In Boston, the picture is booming at the top end. Captain Brian Kums of Get Tight Sport Fishing reported a surge of larger fish. "We've definitely seen a big uptick in larger fish this past week," he said, with numbers in the mid-40-pound range showing up alongside a strong 30-to-40-inch class. He did not hold back on the spring as a whole: "We're having an abnormally good spring. It's the best May I've seen up in the Boston area."

Kums said the size of the fish is dictating how he fishes them. "These fish are getting so honed in on eating larger forage to sustain their body mass that it's kind of become a go-big-or-go-home thing," he explained, fishing big soft plastics, glide baits and live mackerel rather than light tackle.

Further down the coast, the bite has stayed strong. Captain Rob Taylor, a friend of On The Water, said the action in Rhode Island had been "lights out all week," with big bass keyed on river herring. On Cape Cod, the rips off the south side were loaded with squid, and anglers reported wolfpacks of bass pinning squid to the surface.
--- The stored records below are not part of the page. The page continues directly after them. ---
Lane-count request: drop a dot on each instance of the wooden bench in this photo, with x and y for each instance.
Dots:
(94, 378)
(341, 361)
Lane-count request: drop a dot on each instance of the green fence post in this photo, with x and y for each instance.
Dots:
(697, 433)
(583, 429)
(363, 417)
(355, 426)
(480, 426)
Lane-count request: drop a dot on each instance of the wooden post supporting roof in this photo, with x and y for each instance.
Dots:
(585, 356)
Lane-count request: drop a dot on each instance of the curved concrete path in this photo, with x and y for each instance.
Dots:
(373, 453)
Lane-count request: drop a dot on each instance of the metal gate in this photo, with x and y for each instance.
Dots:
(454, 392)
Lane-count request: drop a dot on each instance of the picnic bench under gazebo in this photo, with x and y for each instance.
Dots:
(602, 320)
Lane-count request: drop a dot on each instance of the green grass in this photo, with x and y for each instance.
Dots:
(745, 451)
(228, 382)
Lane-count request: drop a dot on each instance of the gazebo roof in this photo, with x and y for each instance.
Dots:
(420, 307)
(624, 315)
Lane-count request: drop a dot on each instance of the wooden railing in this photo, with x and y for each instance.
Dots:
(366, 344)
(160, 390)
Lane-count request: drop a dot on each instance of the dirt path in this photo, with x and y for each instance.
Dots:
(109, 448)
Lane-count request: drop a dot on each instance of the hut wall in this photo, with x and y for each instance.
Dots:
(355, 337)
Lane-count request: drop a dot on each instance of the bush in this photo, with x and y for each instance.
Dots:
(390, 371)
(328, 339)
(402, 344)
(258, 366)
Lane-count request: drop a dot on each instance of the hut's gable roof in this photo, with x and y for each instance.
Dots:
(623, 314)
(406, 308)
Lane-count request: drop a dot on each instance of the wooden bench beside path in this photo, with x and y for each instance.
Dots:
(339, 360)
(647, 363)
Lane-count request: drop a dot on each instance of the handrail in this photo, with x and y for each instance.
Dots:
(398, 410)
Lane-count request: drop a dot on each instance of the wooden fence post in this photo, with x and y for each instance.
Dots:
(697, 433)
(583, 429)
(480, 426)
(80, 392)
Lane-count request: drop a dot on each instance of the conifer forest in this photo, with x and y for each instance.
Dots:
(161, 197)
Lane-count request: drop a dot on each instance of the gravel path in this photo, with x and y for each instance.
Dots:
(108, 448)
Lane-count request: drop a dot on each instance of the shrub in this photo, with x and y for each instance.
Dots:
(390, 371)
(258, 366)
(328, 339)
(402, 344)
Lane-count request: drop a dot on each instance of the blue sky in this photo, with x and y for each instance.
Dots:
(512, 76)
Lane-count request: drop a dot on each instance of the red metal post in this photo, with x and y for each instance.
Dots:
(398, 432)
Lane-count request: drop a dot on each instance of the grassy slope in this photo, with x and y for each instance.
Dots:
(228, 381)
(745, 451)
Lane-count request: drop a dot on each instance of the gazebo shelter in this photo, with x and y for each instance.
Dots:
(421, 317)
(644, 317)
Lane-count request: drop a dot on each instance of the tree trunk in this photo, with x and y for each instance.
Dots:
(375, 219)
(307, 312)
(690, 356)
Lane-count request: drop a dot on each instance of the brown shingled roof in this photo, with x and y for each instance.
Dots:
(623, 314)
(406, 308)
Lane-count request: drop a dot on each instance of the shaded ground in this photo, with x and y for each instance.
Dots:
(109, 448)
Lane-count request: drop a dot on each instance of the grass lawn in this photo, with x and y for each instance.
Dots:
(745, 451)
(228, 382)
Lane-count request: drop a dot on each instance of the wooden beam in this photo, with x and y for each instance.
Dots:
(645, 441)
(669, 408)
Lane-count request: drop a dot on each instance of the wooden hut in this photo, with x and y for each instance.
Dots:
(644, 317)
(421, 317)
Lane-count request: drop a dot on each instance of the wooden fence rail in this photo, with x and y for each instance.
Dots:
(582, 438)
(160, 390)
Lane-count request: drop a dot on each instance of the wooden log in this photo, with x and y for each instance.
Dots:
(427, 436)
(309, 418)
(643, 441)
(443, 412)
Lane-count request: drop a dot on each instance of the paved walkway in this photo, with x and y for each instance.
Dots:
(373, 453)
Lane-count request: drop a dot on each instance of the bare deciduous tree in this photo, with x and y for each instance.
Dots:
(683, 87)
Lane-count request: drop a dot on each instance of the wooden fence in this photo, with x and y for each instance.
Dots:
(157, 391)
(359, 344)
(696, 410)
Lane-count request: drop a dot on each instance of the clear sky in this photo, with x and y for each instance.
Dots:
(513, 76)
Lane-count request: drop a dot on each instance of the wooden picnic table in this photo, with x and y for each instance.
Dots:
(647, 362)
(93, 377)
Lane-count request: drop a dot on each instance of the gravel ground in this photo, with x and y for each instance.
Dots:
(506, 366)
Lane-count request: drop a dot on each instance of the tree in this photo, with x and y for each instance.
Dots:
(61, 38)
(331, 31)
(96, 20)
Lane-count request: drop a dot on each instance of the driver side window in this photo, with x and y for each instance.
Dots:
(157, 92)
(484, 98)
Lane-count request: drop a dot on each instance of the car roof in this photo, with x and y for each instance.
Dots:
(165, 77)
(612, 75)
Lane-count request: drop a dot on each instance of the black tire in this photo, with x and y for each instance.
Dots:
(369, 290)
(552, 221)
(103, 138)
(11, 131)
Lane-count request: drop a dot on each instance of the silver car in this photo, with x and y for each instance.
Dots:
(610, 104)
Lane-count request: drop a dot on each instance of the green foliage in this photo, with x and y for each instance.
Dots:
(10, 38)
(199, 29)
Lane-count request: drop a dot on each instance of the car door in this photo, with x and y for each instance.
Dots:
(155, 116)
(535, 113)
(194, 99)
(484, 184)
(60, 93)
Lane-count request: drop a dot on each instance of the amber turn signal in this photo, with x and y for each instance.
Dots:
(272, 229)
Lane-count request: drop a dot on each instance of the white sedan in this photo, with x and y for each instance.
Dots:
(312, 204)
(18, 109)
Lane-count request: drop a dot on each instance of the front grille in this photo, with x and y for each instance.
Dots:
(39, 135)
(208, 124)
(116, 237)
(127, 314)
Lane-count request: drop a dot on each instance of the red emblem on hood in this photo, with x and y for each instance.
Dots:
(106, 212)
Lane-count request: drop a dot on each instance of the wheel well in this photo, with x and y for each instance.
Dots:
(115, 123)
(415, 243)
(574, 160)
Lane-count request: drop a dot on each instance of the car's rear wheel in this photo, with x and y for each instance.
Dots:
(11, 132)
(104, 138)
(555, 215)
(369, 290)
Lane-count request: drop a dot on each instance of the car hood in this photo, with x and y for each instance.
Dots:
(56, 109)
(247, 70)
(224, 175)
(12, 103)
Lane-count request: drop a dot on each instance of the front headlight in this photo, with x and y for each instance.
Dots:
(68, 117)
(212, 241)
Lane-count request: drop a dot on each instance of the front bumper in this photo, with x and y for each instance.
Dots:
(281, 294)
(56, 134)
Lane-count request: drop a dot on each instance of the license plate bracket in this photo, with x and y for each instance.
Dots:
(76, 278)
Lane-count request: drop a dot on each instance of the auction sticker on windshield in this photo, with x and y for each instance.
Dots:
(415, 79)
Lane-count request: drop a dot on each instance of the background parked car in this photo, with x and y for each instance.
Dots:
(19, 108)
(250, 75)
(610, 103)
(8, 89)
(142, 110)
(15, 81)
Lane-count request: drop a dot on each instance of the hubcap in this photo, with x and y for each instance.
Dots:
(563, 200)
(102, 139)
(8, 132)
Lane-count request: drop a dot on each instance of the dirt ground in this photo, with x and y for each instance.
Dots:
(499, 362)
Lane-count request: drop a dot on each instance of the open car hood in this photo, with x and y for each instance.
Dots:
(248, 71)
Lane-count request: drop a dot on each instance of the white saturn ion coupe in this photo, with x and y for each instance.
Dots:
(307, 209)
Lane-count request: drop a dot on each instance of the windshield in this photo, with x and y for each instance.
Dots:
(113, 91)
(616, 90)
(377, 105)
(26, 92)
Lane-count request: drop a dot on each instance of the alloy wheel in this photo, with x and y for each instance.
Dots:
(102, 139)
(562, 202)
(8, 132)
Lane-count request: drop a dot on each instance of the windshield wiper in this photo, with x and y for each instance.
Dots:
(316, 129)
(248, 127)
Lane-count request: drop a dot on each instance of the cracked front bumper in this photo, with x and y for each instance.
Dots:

Canyon Runner's Captain Dean rounded out the rundown with rising water temperatures, low-50s off the Cape and cracking 60 around New Jersey and the western Sound, fuelling the northward push. With the bigger June moons still ahead, the hosts expect another wave or two of trophy fish into New Hampshire and Maine, where 40-pounders are already in the mix. The fishing, for now, is excellent. Whether the missing small fish turn up is the question that lingers.